Robots, cuneiform, bioinformatics, museums and aesthetics research – the Humboldt Professorship knows no disciplinary boundaries, only intriguing ideas and questions. To mark the occasion of the tenth anniversary of Germany's most valuable research award, KOSMOS spoke with several of the award winners about their experiences. In this report, we talk with the literary scholar Elisabeth Décultot.
Text: Armin Himmelrath (published: Kosmos 108/2018)
If you want to trace the history of knowledge transfer in the aesthetics of the 18th century, as Elisabeth Décultot does, you need old books – and they exert a particular fascination on the literary scholar. At the Interdisciplinary Centre for European Enlightenment Studies in Halle and in numerous other archives and libraries in the city and region, Décultot finds the material for her research on the spread of classicism in Europe.
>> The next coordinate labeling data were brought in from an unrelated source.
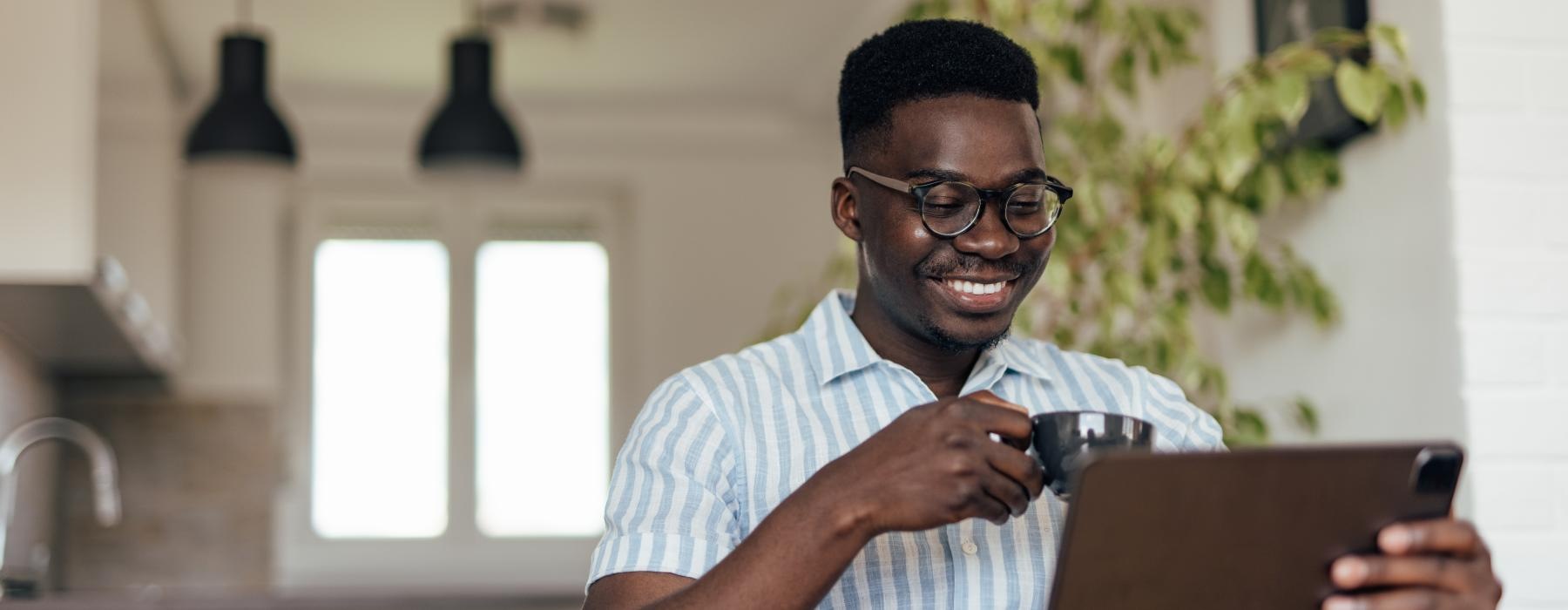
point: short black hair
(925, 60)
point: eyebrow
(1029, 174)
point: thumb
(995, 400)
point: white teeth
(974, 289)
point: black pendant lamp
(470, 129)
(240, 118)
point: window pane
(543, 388)
(380, 397)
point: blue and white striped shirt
(719, 445)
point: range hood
(88, 328)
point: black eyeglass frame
(919, 190)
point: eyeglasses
(950, 207)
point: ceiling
(739, 51)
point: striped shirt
(723, 443)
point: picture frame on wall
(1327, 121)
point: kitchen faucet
(105, 491)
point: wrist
(841, 513)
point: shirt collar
(839, 349)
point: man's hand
(1438, 563)
(935, 464)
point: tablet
(1252, 529)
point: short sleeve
(672, 507)
(1183, 424)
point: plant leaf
(1395, 38)
(1307, 414)
(1362, 90)
(1395, 107)
(1121, 71)
(1291, 94)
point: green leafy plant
(1162, 225)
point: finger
(1018, 466)
(1007, 491)
(1435, 571)
(1399, 600)
(1010, 422)
(1432, 537)
(980, 504)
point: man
(852, 463)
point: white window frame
(462, 214)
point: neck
(944, 372)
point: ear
(846, 211)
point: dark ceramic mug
(1065, 441)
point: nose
(990, 237)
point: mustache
(943, 264)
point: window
(452, 403)
(380, 417)
(535, 477)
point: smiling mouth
(976, 297)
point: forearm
(791, 560)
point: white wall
(47, 68)
(1509, 113)
(1382, 242)
(1446, 251)
(137, 148)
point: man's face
(919, 278)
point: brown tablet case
(1254, 529)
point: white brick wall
(1507, 109)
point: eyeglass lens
(950, 207)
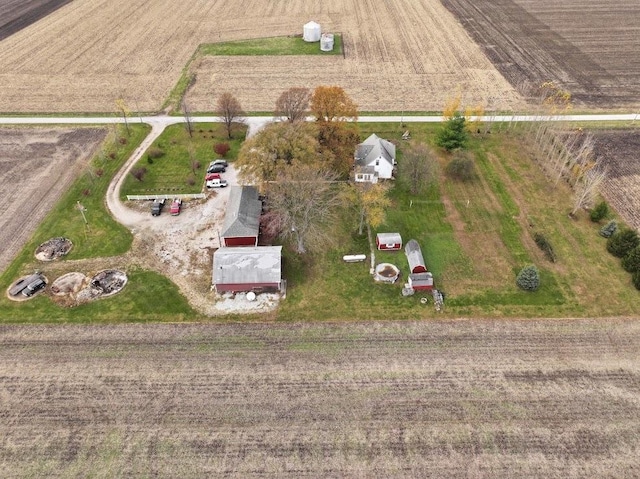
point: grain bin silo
(311, 32)
(326, 42)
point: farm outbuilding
(389, 241)
(311, 32)
(326, 42)
(375, 158)
(257, 269)
(242, 219)
(421, 281)
(415, 258)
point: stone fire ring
(386, 273)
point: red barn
(414, 257)
(389, 241)
(242, 218)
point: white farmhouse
(375, 159)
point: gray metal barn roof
(247, 265)
(414, 255)
(375, 147)
(243, 212)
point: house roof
(248, 265)
(373, 148)
(414, 254)
(243, 213)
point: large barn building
(242, 218)
(257, 269)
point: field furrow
(542, 398)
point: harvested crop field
(618, 150)
(587, 47)
(548, 399)
(37, 166)
(18, 14)
(400, 54)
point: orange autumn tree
(338, 136)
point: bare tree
(230, 110)
(304, 202)
(331, 103)
(122, 108)
(585, 190)
(187, 118)
(419, 167)
(293, 104)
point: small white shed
(311, 32)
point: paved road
(159, 123)
(258, 121)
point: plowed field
(547, 399)
(18, 14)
(36, 167)
(618, 150)
(400, 54)
(588, 47)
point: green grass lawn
(292, 45)
(475, 237)
(101, 235)
(147, 296)
(173, 172)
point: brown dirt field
(37, 166)
(500, 399)
(619, 152)
(586, 47)
(400, 54)
(18, 14)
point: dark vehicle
(218, 168)
(33, 287)
(176, 206)
(156, 207)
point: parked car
(216, 183)
(176, 206)
(216, 168)
(33, 287)
(156, 207)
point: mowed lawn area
(475, 237)
(180, 162)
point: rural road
(131, 219)
(258, 121)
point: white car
(216, 183)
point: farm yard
(399, 55)
(586, 47)
(38, 166)
(545, 399)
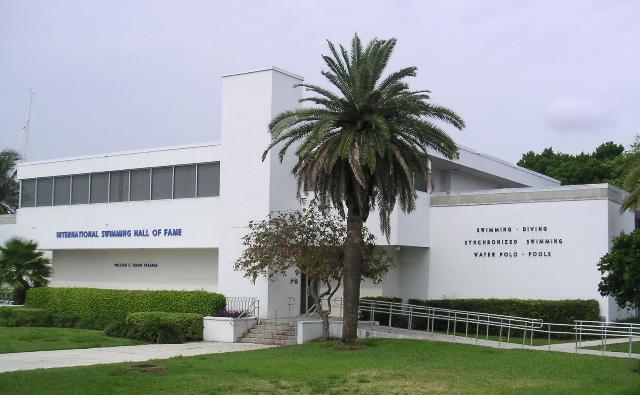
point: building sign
(513, 242)
(135, 265)
(121, 233)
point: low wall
(225, 329)
(312, 329)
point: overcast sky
(119, 75)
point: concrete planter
(225, 329)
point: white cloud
(576, 115)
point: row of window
(169, 182)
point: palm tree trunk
(352, 274)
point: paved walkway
(93, 356)
(379, 331)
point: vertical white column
(249, 101)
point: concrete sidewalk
(93, 356)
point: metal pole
(455, 323)
(466, 330)
(630, 344)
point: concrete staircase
(272, 333)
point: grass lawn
(23, 339)
(619, 347)
(385, 366)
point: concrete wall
(189, 269)
(250, 100)
(583, 218)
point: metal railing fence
(247, 306)
(491, 326)
(6, 296)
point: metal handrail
(248, 306)
(6, 296)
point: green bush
(24, 316)
(159, 327)
(118, 303)
(116, 328)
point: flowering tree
(307, 242)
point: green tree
(360, 144)
(620, 270)
(307, 242)
(23, 266)
(609, 163)
(9, 186)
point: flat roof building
(173, 217)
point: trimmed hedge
(23, 316)
(397, 321)
(159, 327)
(120, 303)
(26, 316)
(553, 311)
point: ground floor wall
(179, 269)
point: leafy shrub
(24, 316)
(116, 328)
(118, 303)
(159, 327)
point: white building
(172, 218)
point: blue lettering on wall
(119, 233)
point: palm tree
(360, 146)
(9, 187)
(23, 266)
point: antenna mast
(27, 123)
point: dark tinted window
(184, 184)
(99, 187)
(119, 186)
(61, 190)
(44, 192)
(80, 189)
(208, 179)
(28, 198)
(162, 183)
(140, 184)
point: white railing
(503, 327)
(248, 307)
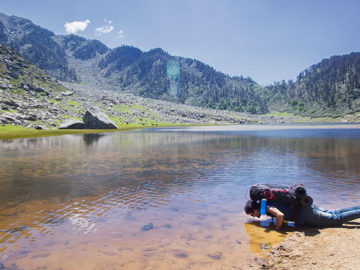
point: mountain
(35, 44)
(329, 88)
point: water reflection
(190, 186)
(263, 236)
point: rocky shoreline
(328, 248)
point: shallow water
(157, 198)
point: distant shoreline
(15, 132)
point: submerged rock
(94, 118)
(147, 227)
(72, 124)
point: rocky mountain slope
(154, 74)
(31, 98)
(330, 88)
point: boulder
(94, 118)
(72, 124)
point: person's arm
(278, 214)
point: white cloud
(121, 34)
(76, 26)
(104, 29)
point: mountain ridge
(328, 88)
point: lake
(166, 198)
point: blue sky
(268, 40)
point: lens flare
(173, 70)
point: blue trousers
(315, 216)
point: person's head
(252, 208)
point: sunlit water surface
(160, 198)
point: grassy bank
(13, 132)
(8, 132)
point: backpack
(294, 195)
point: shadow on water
(94, 184)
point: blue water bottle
(263, 206)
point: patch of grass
(74, 103)
(71, 117)
(279, 114)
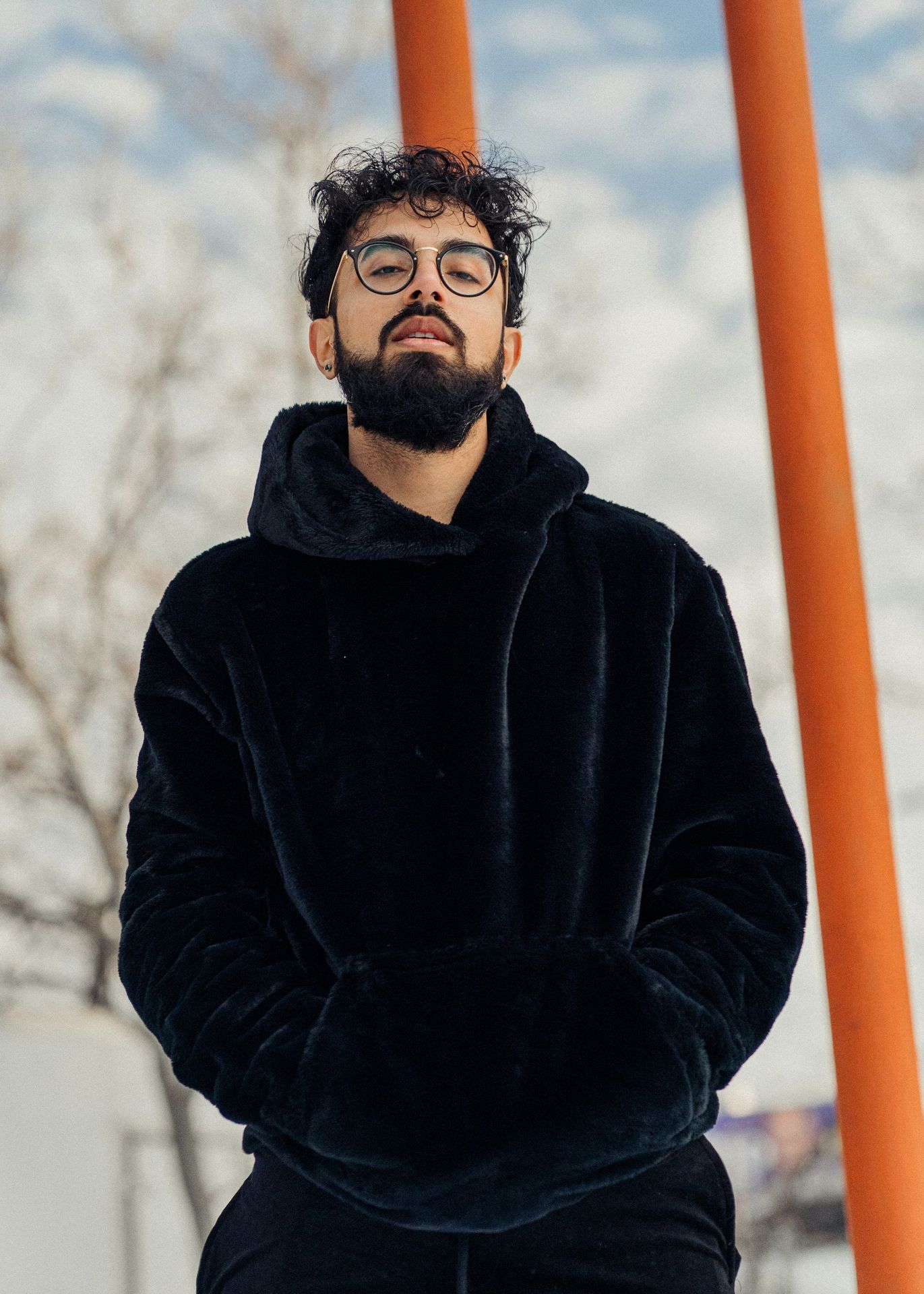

This is where she delves into the working habits of the researchers of bygone days. She investigates, for example, how 18th and 19th century scholars read and took extracts from the works of other scholars, what ideas they adopted, moulded and disseminated, and how they did it.
“The amount of material available here is really impressive,” says the distinguished aesthetics researcher. In 2015, Décultot became a Humboldt Professor at Halle-Wittenberg, having moved from Paris. Since then, she has been working to make Halle into one of the leading locations for Enlightenment research in Germany, organising, amongst other things, a major exhibition on the founder of modern art history and archaeology, Johann Joachim Winckelmann, in cooperation with the Klassik Stiftung Weimar.